Fictional Goggles turn realistic
This is the ideal stuff that one would imagine for year 2044 A.D – You are holidaying in Paris and the only French you know is “Bonjour” which you anyway spell with a rustic accent, taking count to zero. You are lost, need directions and communication being a roadblock here, you take out your phone and point to the buildings around you. The phone starts giving you information on the area you are in and maps you on an interactive map. You ask for some nice Italian pizzeria and it gives you a list of options and on selecting one of these, you get choice of routes to the selection. On the way a Greek restaurant catch your attention and you target your mobile, and you get all the reviews of it. You decide to try it out and ask for menu, point your phone on the menu and get the image results of the dishes and decide on your order. Just then you see a friend standing at the far end, you decide to play a prank; point your mobile to her and voila! Your phone gives you an option to call, SMS him, post message on his Facebook page, blah blah… So what is the story? Just that all this is not 2044 stuff, it has become possible as we speak! May I have the pleasure of introducing you to Google Goggles in case you two haven’t met already!
Background
Image recognition has been attracting lot of R&D efforts since late nineties and biggies like Google, Microsoft and Nokia etc are pouring millions into the research. Google has been focusing on non text objects since 2000; one would remember about patent filed by Larry Page in 2004 titled “Method for searching media“. They bought Neven Vision in 2006, which was into “next generation” face and object recognition technologies, and hence got handful patents too which were owned by Neven Vision. Google also brought Transformics in 2006 which enabled it to index the pages its Google crawlers were not able to – basically the unstructured information.

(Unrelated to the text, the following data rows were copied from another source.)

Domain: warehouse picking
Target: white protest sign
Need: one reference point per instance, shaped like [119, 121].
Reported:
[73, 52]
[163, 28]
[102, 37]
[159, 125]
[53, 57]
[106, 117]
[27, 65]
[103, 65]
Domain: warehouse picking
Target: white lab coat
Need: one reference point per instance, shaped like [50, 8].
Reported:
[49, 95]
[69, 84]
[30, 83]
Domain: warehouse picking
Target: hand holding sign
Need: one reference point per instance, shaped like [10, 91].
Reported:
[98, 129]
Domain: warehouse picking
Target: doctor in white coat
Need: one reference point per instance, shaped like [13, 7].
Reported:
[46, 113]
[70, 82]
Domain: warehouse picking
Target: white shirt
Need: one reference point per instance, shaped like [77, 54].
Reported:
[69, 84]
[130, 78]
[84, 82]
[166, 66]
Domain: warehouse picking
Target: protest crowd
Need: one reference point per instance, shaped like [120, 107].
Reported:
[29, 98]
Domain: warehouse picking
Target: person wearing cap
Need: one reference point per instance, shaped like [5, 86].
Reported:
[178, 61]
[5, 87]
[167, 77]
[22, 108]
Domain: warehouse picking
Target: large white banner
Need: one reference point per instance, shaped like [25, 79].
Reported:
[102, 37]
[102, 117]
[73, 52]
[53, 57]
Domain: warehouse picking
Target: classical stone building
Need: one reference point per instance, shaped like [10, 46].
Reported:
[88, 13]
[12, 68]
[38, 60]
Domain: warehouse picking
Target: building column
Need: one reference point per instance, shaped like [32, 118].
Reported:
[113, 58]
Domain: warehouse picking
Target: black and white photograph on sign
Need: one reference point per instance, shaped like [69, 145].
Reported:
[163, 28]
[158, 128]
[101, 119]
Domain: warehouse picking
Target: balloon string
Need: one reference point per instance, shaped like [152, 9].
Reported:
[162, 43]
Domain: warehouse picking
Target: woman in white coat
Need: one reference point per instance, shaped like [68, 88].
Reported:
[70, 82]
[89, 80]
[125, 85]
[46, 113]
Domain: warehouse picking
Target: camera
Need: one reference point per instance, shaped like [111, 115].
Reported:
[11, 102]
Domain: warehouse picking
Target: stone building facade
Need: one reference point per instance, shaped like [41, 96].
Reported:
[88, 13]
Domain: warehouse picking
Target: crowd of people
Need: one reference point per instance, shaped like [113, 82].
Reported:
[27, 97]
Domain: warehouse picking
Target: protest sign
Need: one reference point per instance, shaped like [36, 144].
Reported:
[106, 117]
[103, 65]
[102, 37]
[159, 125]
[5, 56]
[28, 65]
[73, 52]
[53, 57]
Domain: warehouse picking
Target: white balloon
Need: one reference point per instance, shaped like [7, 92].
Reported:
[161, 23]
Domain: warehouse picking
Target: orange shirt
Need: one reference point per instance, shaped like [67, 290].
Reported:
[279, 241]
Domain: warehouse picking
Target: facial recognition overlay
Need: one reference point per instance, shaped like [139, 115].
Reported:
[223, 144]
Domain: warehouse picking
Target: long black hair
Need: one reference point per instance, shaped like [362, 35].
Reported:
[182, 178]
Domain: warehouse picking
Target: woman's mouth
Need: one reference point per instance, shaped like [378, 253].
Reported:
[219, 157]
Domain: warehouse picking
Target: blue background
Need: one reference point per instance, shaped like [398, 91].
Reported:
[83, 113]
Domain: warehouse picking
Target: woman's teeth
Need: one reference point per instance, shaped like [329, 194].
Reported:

Google then integrated this technology with its homegrown Picasa, and launched Face detection, though in primitive form, in 2008. With launch of Android phone, Google got the base on which it could bring out its future technologies and capture the feedback in legal and cost effective way. And a look into Google Labs would introduce this next generation image recognition application – Google Goggle.
Google Goggles was developed for use on Google’s Android operating systems for mobile devices. While currently only available in a beta version for Android phones, Google has announced it plans on making the software capable of running on other platforms, notably the Apple iPhone and Blackberry devices. See the video below to get the gist of Google Goggles-
Competition
IBM (Direct competition)
IBM came up with SAPIR (Search in Audio-Visual Content Using Peer-to-peer Information Retrieval) in 2009 which analyzes photos, sound files and even video queries. It has created its database by extracting data from Flickr’s ginormous archive and index features such as color structure, color layout, shape edges and texture. It also allows one to combine text with media to refine down the search.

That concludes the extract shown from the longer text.